The foregoing object of the invention is achieved by providing a holder driving device having: a holder holding a substrate, the holder provided in a vacuum vessel disposed in the atmosphere; a shaft supporting the holder and penetrating the vacuum vessel; a driver provided outside the vacuum vessel and driving the shaft reciprocatingly and linearly in an axial direction of the shaft; a bearing unit attached on the outside of the vacuum vessel so that the shaft passes through the bearing unit, and the bearing unit having at least one of mechanical direct-acting bearings for supporting the shaft and at least one of exhaust chambers surrounding the shaft; a vacuum pump for vacuum-pumping the exhaust chambers of the bearing unit; and a gas replacement mechanism for supplying dry gas in the neighborhood of an atmosphere-side entrance portion of a gap between an end portion of the bearing unit of a side opposite to the vacuum vessel and the shaft passing the end to portion, so as to replace the atmosphere in the vicinity of the entrance portion by the dry gas, the dry gas being lower in humidity than at least the surrounding atmosphere and being a positive pressure.
Preferably, the gas replacement mechanism is constituted by a purge chamber provided so as to partition between the end portion of the bearing unit on the side opposite to the vacuum vessel and the atmosphere side and so as to surround the shaft passing the end portion, and a gas supply means for supplying the purge chamber with dry gas the humidity of which is lower than that of at least the surrounding atmosphere and the pressure of which is positive.
Alternatively, it is preferable to constitute the gas replacement mechanism by an isolation vessel, and a gas supply means for supplying the isolation vessel with dry gas which is lower in humidity than that of at least the surrounding atmosphere and which has positive pressure.

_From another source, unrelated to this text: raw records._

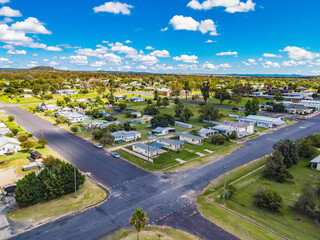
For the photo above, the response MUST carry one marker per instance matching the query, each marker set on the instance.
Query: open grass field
(87, 195)
(287, 225)
(152, 233)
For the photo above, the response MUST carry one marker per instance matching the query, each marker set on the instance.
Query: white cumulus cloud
(114, 7)
(230, 6)
(186, 58)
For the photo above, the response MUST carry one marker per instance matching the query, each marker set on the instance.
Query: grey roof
(187, 135)
(146, 147)
(171, 141)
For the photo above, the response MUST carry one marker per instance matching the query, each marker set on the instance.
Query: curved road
(167, 198)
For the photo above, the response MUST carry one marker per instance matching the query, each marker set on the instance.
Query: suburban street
(168, 199)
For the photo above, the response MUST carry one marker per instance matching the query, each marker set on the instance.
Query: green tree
(138, 220)
(42, 142)
(252, 107)
(162, 121)
(10, 118)
(74, 129)
(269, 200)
(222, 94)
(307, 201)
(288, 151)
(28, 144)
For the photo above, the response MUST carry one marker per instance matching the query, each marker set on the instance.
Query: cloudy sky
(192, 36)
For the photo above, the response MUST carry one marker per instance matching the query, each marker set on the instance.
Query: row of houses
(155, 148)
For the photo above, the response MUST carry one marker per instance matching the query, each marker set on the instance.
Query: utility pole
(225, 183)
(75, 183)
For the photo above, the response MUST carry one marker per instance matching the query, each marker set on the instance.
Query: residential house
(9, 145)
(206, 132)
(182, 124)
(146, 150)
(261, 121)
(146, 118)
(138, 121)
(192, 139)
(163, 131)
(227, 127)
(315, 163)
(126, 136)
(137, 99)
(136, 114)
(175, 145)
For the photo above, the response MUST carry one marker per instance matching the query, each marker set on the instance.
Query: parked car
(116, 155)
(98, 145)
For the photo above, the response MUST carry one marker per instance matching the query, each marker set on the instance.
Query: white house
(126, 136)
(162, 131)
(137, 99)
(227, 127)
(145, 150)
(182, 124)
(9, 145)
(195, 140)
(315, 163)
(172, 144)
(206, 132)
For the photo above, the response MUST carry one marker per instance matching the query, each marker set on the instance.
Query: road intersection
(167, 198)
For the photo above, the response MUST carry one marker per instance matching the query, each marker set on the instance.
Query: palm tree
(138, 219)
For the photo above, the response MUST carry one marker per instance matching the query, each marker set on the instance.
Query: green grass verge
(243, 203)
(152, 233)
(87, 195)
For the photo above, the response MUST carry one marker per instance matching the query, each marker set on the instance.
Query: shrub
(269, 200)
(11, 118)
(74, 129)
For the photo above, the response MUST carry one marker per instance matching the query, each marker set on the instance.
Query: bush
(11, 118)
(53, 181)
(22, 138)
(74, 129)
(269, 200)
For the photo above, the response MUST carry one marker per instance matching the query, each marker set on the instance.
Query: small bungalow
(138, 121)
(146, 118)
(182, 124)
(137, 99)
(163, 131)
(146, 150)
(315, 163)
(135, 114)
(126, 136)
(206, 132)
(9, 145)
(175, 145)
(195, 140)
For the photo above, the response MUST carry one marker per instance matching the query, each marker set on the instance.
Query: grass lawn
(225, 149)
(286, 225)
(88, 194)
(152, 233)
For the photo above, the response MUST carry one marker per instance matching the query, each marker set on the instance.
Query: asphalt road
(165, 197)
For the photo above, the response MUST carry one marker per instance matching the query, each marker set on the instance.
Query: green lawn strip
(286, 225)
(199, 161)
(231, 223)
(152, 232)
(87, 195)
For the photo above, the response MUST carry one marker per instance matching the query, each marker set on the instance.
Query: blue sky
(181, 36)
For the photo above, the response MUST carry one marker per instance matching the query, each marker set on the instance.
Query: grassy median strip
(152, 232)
(87, 195)
(289, 225)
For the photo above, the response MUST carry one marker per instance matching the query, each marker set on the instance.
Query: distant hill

The isolation vessel surrounds, with separation from the atmosphere, the end portion of the bearing unit on the side opposite to the vacuum vessel, the shaft projecting outside from the end portion, and the whole of the periphery of the driving device for driving the shaft.
According to the above-mentioned configuration, at least the atmosphere near the entrance portion of the gap in the atmosphere-side end portion of the bearing unit using differential pumping can be replaced by the dry gas by means of the gas replacement mechanism, so that it is possible to prevent the atmosphere from flowing into the first stage exhaust chamber of the bearing unit to thereby prevent moisture in the atmosphere from flowing into the first stage exhaust chamber. Accordingly, it is possible to prevent the vacuum seal performance in the bearing unit from being deteriorated even when the shaft is driven so as to reciprocate linearly at a high speed.